Es ist kalt und grau und ich habe Sehnsucht nach Me(e)hr! Großtochter ist seit fast 3 Wochen krank und seit ein paar Tagen auch Kleintochter und natürlich jetzt auch ich! Kann es noch schlimmer kommen? Ach ja, momentan habe ich auch nur eine minimalistische Fotoausstattung zur Verfügung und am Bus konnten wir auch schon eine Weile wetterbedingt nicht weiter arbeiten.

Ich will endlich wieder raus, andere Dinge sehen und fotografieren! Stattdessen sitze ich seit Wochen daheim und pflege erst die Kids und nun mich wieder gesund! Und die Sonne scheint auch seit Tagen nicht und es ist kalt und ungemütlich draussen! Alles Bäh!

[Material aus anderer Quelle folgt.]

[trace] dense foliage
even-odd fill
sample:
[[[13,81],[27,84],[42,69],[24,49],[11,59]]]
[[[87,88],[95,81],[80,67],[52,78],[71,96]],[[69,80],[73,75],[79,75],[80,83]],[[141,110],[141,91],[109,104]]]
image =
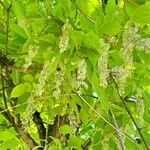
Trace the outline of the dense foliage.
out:
[[[148,0],[0,0],[0,150],[150,149]]]

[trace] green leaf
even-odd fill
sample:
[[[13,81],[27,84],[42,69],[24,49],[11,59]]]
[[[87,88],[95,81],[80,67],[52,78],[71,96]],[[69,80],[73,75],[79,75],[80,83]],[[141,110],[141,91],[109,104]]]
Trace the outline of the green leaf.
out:
[[[69,125],[61,126],[59,128],[59,132],[62,133],[62,134],[67,134],[67,133],[72,134],[73,133],[72,128]]]
[[[24,84],[17,85],[11,92],[11,98],[19,97],[25,92]]]
[[[82,140],[75,136],[75,135],[70,135],[69,141],[68,141],[68,146],[70,148],[75,148],[80,150],[81,149],[81,144],[82,144]]]
[[[23,80],[25,82],[32,82],[33,81],[33,76],[31,74],[26,74],[24,77],[23,77]]]
[[[131,16],[131,21],[136,23],[150,24],[150,2],[145,3],[140,7],[137,7],[134,14]]]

Toralf ist heute zumindest mit der schon etwas fitteren Großtochter im Bus unterwegs. Es geht in einen Wildpark nicht weit von hier. Sie hat zu ihrem Geburtstag (vor ein paar Tagen) eine Digitalkamera bekommen und ist nun ganz heiß aufs Fotos machen. Ich bin schon sehr gespannt, was für Bilder sie vom heutigen Ausflug mitbringt!

Zum Glück werden wir alle bald wieder gesund sein und auch die Sonne wird sicher bald wieder scheinen! Das tröstet mich grad etwas über meinen Stubenkoller hinweg. Die Kameraausrüstung wird aber noch eine Weile länger minimalistisch bleiben. Aber hey, besser als nix!

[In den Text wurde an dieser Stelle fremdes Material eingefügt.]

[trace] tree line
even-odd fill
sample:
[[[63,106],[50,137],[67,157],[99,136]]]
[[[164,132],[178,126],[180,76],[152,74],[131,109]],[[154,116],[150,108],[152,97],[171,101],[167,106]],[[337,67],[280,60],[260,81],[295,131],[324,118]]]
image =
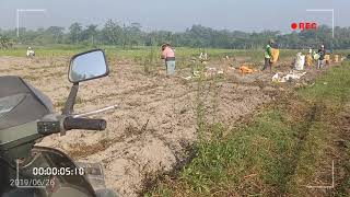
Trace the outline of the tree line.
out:
[[[0,30],[0,37],[3,40],[10,39],[12,43],[27,45],[114,45],[132,48],[135,46],[155,46],[166,42],[173,46],[226,49],[261,48],[270,38],[273,38],[281,48],[318,47],[320,44],[331,49],[350,48],[350,27],[335,27],[335,38],[332,38],[331,28],[326,25],[322,25],[317,30],[289,34],[282,34],[279,31],[259,33],[219,31],[202,25],[192,25],[184,32],[174,33],[170,31],[144,32],[139,23],[125,25],[108,20],[103,27],[94,24],[84,26],[80,23],[73,23],[68,28],[50,26],[26,30],[22,27],[19,31],[21,35],[19,38],[16,30]]]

Ich lese vor lauter Sehnsucht gerade alle möglichen Reiseblogs anderer reisenden Familien und freue mich unheimlich auf den beginnenden Frühling! Spätestens dann geht es wieder los! Allerspätestens! So ein Wochenendkurztrip ist schließlich auch nicht zu verachten!

Kennt ihr diese Phasen auch? Ihr wollt einfach nur raus und weg, aber es geht eben grad einfach nicht? Wie geht ihr damit um? Was sind eure Taktiken, um mit der Sehnsucht besser fertig zu werden? Ich bin gespannt auf eure Kommentare!